| 研究概要 |
マウスエイズウイルス(LP-BM5MuLV)のgag p12遺伝子由来の25-merのペプチド(P12-25)がC57BL/6マウスのCD8T細胞に対して強い免疫応答を惹起することを既に報告している。そこで、本研究ではこのP12-25,あるいはさらに短いエピトープ部分と考えられるペプチドを様々な方法/経路でマウスに免疫することにより、マウスエイズの発症が予防/遅延できるかについて検討した。つまり、外来性のペプチドワクチンによるレトロウイルス誘発免疫不全の発症抑制を目指した。さらにそれらのペプチド抗原によって活性化されるCD8陽性T細胞がCTL(細胞傷害性T細胞)活性を有するかについても合わせて解析を行った。

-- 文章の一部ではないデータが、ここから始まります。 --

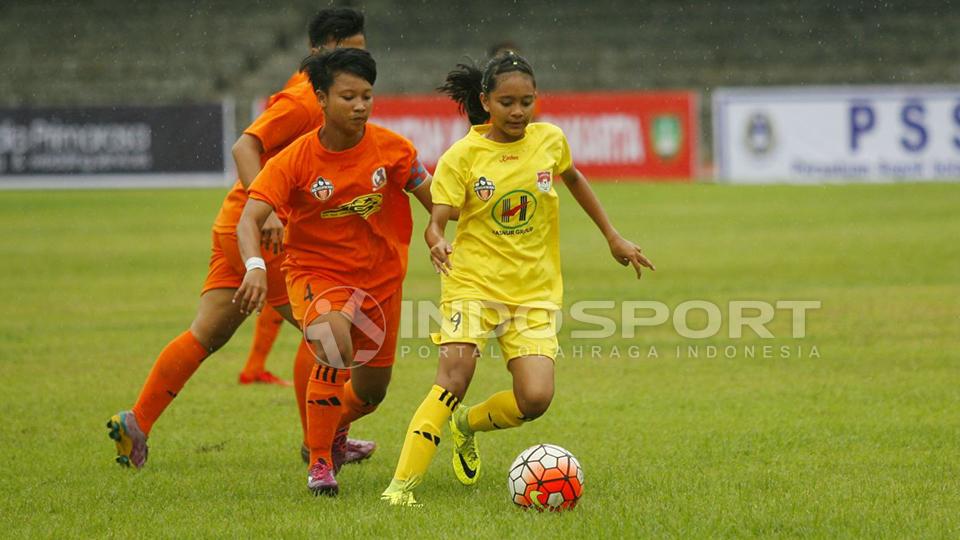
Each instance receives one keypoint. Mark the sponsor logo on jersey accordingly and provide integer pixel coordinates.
(544, 181)
(379, 178)
(321, 188)
(363, 206)
(515, 209)
(484, 188)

以前の研究結果から、上述のP12-25ペプチド配列のなかには、MHC class l(H-2Db)分子に結合するアミノ酸配列モチーフ(XXXXNXXXL)を有する2種類の9-merペプチド(P12-9-1:LLTENLPNL,P12-9-2:ENLPNLPPL)が存在することが見い出されている。これらの9-merは同等にH-2Db分子に結合する能力を持つが、CD8陽性T細胞を活性化できるのはP12-9-2だけであることが示されたので、P12-25およびP12-9-2の2種類のペプチドをICFAと共にC57BL/6マウスの皮下(f.p.およびtail base)に免疫し、その1週間後にマウスエイズウイルス(LP-BM5 MuLV)を投与(i.p.)した。非免疫マウスはウイルス投与後約120日ですべて死亡したが、p12-25ペプチドを投与されたグループでは170日後まで生存するマウスがいた。さらにp12-9-2ペプチドを投与されたグループにおいては、ウイルス投与後200日を経過しても半数以上のマウスが生存した。このようなペプチド免疫により誘導されたマウスエイズ発症抑制がCTL活性によるものかを検討する目的で、同様の免疫操作を施したマウスの脾細胞をin vitroで抗原刺激した後に、通常のCr-release assayによりCTL活性を測定したが有意な活性は見られなかった。しかし、CD8陽性T細胞からのサイトカイン産生を調べたところ、IL-2,IFNγといったTh1タイプのサイトカイン産生が見られたが、Th2タイプのサイトカインであるIL-4の産生は見られなかった。これらの結果から、このようなペプチド免疫によりTh1タイプのCD8陽性T細胞が活性化されCTL以外の機能(DTHタイプ?)により宿主に抵抗性を賦与している可能性が示された。今後さらにこの点を解析し、有効な外来性ペプチドワクチンの開発を目指したい。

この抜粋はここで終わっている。